Um dos locais que tem recebido grande número de curiosos é o quarteirão que abrange o final da Rua Augusto Spinelli e as ruas Juvenal Namen e Cristina Ziede, no Centro. O trecho, um dos mais atingidos, foi onde três bombeiros morreram e o bebê Nicolas foi resgatado 13 horas após ter sido soterrado. Lá também houve o desmoronamento de parte de um prédio e de várias casas, causando a morte de muitas pessoas. Por conta disso, a região vem atraindo um sem número de curiosos, num vai e vem marcado pela perplexidade diante de tanta destruição numa área que não era considerada de risco.
Além do intenso movimento de quem vai apenas conferir o panorama pós-tragédia, há aqueles que ainda se aproveitam da desgraça alheia para aferir alguma vantagem.
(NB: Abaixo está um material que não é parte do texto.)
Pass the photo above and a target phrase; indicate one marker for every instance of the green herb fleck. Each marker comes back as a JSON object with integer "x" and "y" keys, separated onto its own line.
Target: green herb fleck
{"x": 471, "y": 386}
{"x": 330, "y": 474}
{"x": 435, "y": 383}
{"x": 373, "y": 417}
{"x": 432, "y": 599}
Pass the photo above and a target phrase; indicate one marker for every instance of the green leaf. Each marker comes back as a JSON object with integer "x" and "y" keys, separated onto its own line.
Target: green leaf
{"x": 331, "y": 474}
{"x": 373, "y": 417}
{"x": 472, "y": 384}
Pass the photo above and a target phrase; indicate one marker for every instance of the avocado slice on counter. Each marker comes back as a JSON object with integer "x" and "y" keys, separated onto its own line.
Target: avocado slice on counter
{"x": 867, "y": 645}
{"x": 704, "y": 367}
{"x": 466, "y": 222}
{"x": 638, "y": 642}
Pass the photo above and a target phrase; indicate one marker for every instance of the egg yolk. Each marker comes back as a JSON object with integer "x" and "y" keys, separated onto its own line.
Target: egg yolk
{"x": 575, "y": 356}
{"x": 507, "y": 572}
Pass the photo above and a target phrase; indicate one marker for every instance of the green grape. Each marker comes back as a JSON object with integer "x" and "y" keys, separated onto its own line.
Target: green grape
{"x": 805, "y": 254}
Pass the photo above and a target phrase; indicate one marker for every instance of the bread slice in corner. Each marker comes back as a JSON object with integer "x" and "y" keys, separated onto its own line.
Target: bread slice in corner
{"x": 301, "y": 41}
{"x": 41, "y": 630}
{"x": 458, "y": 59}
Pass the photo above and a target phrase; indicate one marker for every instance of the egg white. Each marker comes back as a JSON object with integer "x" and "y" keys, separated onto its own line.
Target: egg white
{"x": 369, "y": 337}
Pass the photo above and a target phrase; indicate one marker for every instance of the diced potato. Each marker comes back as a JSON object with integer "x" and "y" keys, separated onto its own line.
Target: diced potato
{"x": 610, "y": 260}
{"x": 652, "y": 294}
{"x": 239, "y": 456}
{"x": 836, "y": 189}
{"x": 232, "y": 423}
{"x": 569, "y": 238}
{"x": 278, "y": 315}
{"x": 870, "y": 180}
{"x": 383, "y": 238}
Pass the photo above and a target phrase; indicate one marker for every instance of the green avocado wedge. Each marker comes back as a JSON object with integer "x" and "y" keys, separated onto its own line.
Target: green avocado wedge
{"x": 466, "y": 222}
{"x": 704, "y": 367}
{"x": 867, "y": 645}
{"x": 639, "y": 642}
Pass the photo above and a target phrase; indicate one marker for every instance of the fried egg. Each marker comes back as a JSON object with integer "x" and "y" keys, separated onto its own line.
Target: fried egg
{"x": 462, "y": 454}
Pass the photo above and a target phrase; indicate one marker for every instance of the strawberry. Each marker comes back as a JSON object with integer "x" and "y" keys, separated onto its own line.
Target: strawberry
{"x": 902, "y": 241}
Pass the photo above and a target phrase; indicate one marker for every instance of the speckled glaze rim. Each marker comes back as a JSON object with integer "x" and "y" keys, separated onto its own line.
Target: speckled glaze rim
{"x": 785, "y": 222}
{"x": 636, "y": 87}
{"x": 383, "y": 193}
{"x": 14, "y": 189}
Segundo relatos de moradores daquela área, ocorreram saques em algumas residências interditadas, bem como nos escombros das construções que desmoronaram. Nem mesmo os veículos atingidos escaparam de ser depenados, conforme desabafo de um dos proprietários em matéria publicada na última semana em A VOZ DA SERRA.
Outros pontos da cidade, como a outrora turística Praça do Suspiro e o tradicional bairro de Duas Pedras, também se transformaram em locais de intensa visitação. “Várias pessoas ainda têm a cara de pau de ver as casas desabadas e perguntar a quantidade de mortos. Nunca vi tanta insensibilidade diante de uma tragédia que abalou toda a cidade”, disse um morador.
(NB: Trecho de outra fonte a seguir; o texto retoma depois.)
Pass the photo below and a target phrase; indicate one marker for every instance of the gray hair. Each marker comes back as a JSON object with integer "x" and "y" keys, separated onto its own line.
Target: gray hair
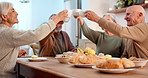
{"x": 4, "y": 8}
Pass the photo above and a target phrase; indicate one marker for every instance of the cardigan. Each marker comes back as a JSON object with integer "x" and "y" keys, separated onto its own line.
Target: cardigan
{"x": 112, "y": 45}
{"x": 136, "y": 44}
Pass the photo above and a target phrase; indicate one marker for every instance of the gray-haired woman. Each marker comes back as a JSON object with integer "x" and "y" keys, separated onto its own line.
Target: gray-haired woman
{"x": 11, "y": 39}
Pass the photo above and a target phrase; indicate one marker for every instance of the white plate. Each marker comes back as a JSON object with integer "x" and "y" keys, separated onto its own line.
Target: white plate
{"x": 83, "y": 65}
{"x": 38, "y": 59}
{"x": 112, "y": 70}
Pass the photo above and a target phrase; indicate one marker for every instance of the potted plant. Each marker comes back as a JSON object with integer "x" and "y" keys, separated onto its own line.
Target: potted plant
{"x": 124, "y": 3}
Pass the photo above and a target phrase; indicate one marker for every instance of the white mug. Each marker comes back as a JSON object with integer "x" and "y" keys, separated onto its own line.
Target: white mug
{"x": 68, "y": 16}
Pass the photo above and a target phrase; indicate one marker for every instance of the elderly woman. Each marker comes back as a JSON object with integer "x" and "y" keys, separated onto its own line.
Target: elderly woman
{"x": 12, "y": 39}
{"x": 107, "y": 42}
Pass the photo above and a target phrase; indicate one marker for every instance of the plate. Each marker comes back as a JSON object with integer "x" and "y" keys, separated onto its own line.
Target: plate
{"x": 112, "y": 70}
{"x": 39, "y": 59}
{"x": 83, "y": 65}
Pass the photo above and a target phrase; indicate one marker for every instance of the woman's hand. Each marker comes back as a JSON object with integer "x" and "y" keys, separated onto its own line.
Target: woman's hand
{"x": 80, "y": 19}
{"x": 22, "y": 53}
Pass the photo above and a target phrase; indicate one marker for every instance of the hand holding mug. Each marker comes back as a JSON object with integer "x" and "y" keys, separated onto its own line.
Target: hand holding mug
{"x": 92, "y": 16}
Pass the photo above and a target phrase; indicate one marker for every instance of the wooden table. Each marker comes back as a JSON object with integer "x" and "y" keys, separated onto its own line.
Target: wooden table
{"x": 53, "y": 69}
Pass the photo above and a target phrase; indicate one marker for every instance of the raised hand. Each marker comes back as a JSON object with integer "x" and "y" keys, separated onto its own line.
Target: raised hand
{"x": 80, "y": 19}
{"x": 92, "y": 16}
{"x": 60, "y": 16}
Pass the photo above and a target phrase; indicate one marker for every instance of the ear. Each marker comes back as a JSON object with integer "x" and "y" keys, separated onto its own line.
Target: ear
{"x": 4, "y": 17}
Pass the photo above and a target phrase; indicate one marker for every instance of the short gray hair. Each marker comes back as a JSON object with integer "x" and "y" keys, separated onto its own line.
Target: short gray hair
{"x": 4, "y": 8}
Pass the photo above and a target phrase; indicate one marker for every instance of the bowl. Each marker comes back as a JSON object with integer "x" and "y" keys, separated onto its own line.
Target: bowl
{"x": 140, "y": 63}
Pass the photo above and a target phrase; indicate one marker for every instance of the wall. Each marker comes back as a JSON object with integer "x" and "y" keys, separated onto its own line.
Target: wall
{"x": 102, "y": 6}
{"x": 70, "y": 27}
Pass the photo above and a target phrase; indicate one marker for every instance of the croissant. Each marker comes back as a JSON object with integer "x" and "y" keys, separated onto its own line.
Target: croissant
{"x": 112, "y": 64}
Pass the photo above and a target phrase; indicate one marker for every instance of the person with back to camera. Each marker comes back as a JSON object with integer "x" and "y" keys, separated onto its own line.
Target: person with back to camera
{"x": 12, "y": 39}
{"x": 107, "y": 42}
{"x": 56, "y": 42}
{"x": 136, "y": 44}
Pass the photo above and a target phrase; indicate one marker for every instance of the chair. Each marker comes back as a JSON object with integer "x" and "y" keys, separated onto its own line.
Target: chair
{"x": 35, "y": 48}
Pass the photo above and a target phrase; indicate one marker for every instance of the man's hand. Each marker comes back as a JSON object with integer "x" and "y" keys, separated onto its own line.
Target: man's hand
{"x": 60, "y": 16}
{"x": 22, "y": 53}
{"x": 92, "y": 16}
{"x": 80, "y": 19}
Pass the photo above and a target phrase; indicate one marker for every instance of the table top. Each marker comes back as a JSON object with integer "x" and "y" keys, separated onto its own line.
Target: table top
{"x": 67, "y": 70}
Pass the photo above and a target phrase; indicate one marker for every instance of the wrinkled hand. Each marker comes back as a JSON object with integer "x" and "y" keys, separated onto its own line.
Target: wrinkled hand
{"x": 92, "y": 16}
{"x": 80, "y": 19}
{"x": 22, "y": 53}
{"x": 60, "y": 16}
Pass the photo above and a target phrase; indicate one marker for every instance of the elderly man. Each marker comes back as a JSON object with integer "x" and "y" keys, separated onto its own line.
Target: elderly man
{"x": 106, "y": 42}
{"x": 56, "y": 42}
{"x": 136, "y": 33}
{"x": 12, "y": 39}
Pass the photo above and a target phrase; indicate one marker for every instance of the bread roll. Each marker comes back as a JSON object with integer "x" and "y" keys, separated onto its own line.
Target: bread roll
{"x": 127, "y": 63}
{"x": 113, "y": 64}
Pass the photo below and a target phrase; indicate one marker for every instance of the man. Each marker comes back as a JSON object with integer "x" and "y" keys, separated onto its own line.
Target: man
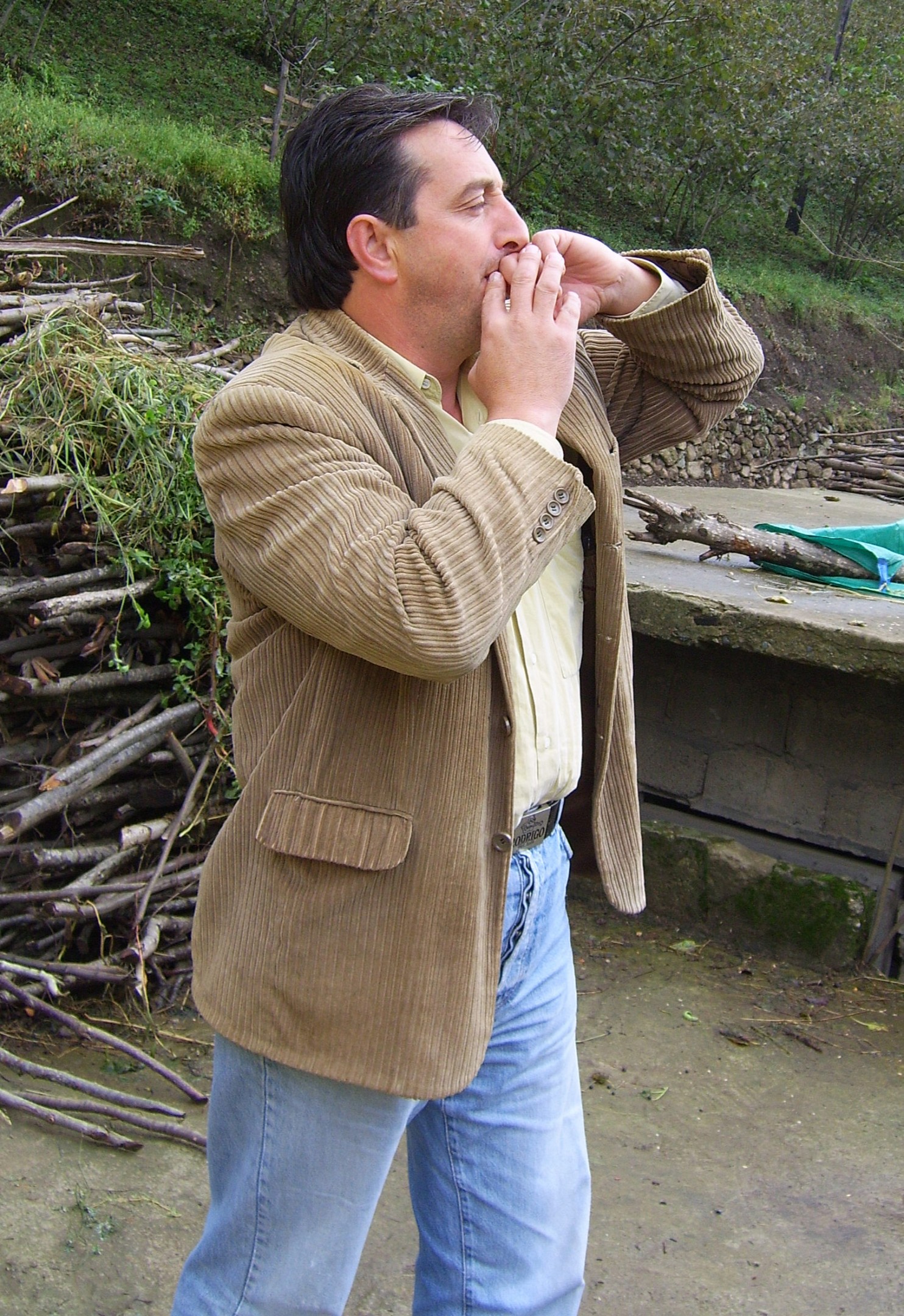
{"x": 381, "y": 940}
A presença de curiosos pode ser vista ainda nos bairros e distritos mais afastados, como Campo do Coelho, Conselheiro Paulino, Córrego Dantas, Rui Sanglard, Lazareto, São Geraldo e Alto do Floresta. Segundo moradores destas localidades, tem sido comum ver carros e pessoas passeando nas áreas atingidas, principalmente nos fins de semana.